We study structured multi-armed bandits, which is the problem of online decision-making under uncertainty in the presence of structural information. In this problem, the decision-maker needs to discover the best course of action despite observing only uncertain rewards over time. The decision-maker is aware of certain convex structural information regarding the reward distributions; that is, the decision-maker knows the reward distributions of the arms belong to a convex compact set. In the presence such structural information, they then would like to minimize their regret by exploiting this information, where the regret is its performance difference against a benchmark policy that knows the best action ahead of time.
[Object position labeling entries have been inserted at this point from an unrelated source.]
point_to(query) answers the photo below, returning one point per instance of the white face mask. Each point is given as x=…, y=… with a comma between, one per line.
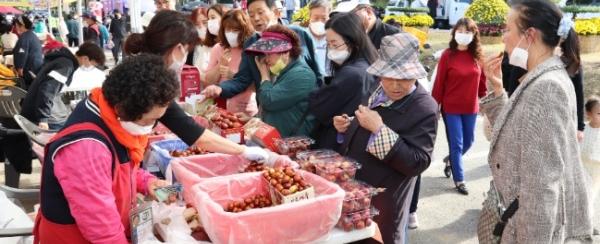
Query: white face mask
x=86, y=69
x=463, y=38
x=135, y=129
x=201, y=32
x=232, y=38
x=338, y=56
x=177, y=65
x=213, y=26
x=519, y=56
x=318, y=28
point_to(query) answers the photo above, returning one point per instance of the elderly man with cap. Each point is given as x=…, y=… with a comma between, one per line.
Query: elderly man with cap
x=392, y=133
x=91, y=32
x=373, y=25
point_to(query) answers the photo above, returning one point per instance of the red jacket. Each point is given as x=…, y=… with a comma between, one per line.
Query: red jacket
x=459, y=83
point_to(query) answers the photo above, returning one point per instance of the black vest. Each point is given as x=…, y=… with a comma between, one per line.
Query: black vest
x=54, y=205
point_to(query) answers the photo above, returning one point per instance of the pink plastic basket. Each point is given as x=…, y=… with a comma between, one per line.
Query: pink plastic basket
x=298, y=222
x=191, y=170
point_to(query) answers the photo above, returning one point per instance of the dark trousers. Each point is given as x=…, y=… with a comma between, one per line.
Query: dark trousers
x=116, y=50
x=73, y=42
x=415, y=200
x=461, y=130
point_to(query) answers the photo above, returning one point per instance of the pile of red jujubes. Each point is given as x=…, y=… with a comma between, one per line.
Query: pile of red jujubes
x=257, y=201
x=292, y=145
x=193, y=150
x=226, y=120
x=254, y=166
x=356, y=208
x=307, y=159
x=285, y=180
x=358, y=196
x=357, y=220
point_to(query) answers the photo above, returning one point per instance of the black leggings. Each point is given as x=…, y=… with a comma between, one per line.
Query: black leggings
x=415, y=200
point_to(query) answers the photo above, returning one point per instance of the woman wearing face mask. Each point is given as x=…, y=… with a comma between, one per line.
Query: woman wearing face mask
x=28, y=50
x=199, y=56
x=459, y=82
x=91, y=168
x=318, y=15
x=351, y=53
x=534, y=154
x=225, y=59
x=215, y=14
x=393, y=133
x=286, y=81
x=170, y=34
x=88, y=76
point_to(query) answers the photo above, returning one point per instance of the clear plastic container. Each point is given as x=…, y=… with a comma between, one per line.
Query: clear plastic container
x=292, y=145
x=357, y=220
x=337, y=169
x=358, y=196
x=306, y=159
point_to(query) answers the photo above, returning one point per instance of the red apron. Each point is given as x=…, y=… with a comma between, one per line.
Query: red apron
x=123, y=187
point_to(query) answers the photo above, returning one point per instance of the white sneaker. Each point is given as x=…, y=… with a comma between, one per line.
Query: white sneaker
x=413, y=223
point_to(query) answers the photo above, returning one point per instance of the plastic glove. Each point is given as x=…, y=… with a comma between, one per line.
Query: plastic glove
x=255, y=154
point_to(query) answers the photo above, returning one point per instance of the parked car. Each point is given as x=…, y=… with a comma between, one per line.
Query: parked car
x=447, y=13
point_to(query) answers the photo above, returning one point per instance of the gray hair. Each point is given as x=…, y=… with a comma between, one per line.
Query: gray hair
x=319, y=3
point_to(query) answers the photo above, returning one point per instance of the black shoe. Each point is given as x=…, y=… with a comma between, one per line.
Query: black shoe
x=462, y=189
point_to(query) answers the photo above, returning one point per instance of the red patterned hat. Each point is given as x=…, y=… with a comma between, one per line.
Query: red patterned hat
x=271, y=42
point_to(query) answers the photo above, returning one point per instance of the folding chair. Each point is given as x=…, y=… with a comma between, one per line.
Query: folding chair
x=10, y=105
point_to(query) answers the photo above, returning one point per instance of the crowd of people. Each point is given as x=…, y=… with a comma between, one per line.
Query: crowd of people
x=344, y=78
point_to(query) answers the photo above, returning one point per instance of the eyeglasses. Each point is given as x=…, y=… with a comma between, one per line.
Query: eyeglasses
x=335, y=47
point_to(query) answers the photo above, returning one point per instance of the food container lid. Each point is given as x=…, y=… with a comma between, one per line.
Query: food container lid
x=316, y=154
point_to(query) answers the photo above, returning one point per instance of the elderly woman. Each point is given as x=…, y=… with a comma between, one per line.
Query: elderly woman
x=91, y=167
x=534, y=154
x=393, y=132
x=286, y=81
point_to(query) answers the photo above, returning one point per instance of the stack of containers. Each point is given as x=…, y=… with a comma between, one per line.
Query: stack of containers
x=357, y=212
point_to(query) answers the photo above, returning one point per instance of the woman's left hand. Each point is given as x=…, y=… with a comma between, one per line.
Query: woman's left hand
x=262, y=67
x=368, y=119
x=225, y=72
x=153, y=184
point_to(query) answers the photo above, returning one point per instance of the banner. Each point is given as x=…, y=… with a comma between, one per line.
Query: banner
x=15, y=3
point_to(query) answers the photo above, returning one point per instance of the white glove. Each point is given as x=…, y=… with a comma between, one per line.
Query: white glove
x=255, y=154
In the absence of structural information, the classical upper confidence bound (UCB) and Thomson sampling algorithms are well known to suffer minimal regret. As recently pointed out, neither algorithms are, however, capable of exploiting structural information that is commonly available in practice. We propose a novel learning algorithm that we call "DUSA" whose regret matches the information-theoretic regret lower bound up to a constant factor and can handle a wide range of structural information. Our algorithm DUSA solves a dual counterpart of the regret lower bound at the empirical reward distribution and follows its suggested play. We show that this idea leads to the first computationally viable learning policy with asymptotic minimal regret for various structural information, including well-known structured bandits such as linear, Lipschitz, and convex bandits, and novel structured bandits that have not been studied in the literature due to the lack of a unified and flexible framework.
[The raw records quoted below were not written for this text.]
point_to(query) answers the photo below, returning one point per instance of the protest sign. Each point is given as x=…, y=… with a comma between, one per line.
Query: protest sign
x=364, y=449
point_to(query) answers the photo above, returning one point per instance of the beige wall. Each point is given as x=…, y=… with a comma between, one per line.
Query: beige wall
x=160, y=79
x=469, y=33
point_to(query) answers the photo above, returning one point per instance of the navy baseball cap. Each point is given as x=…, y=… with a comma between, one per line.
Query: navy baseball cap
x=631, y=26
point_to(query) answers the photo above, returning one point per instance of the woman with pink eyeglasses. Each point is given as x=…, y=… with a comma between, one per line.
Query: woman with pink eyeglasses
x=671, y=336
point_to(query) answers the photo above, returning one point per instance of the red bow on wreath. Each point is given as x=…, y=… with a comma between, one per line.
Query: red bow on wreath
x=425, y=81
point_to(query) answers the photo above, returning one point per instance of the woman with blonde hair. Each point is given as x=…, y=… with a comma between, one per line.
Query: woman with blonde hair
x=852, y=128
翻译：我们研究了结构化多臂老虎机问题，即在存在结构信息的情况下进行不确定性下的在线决策。在该问题中，决策者需要在观察到随时间变化的不确定奖励的同时，发现最优行动方案。决策者知道关于奖励分布的一类特定凸结构信息，即该决策者知道各臂的奖励分布属于一个凸紧致集合。在存在此类结构信息的情况下，决策者希望通过利用该信息来最小化遗憾值，其中遗憾值是相对于事先知道最优行动的基准策略的性能差异。在缺乏结构信息的情况下，经典的置信上界（UCB）算法和汤普森采样算法已被公认为具有最小遗憾值。然而，正如最近指出的，这两种算法都无法利用实践中常见的结构信息。我们提出了一种名为“DUSA”的新型学习算法，其遗憾值与信息论下界仅相差一个常数因子，并且能够处理广泛的结构信息。我们的DUSA算法通过求解经验奖励分布下遗憾下界的对偶形式，并遵循其建议的动作。我们证明，这一思想可产生首个具有渐近最小遗憾值的计算可行学习策略，适用于多种结构信息场景，包括已知的结构化老虎机（如线性老虎机、利普希茨老虎机与凸老虎机），以及因缺乏统一灵活框架而尚未在文献中研究的新型结构化老虎机。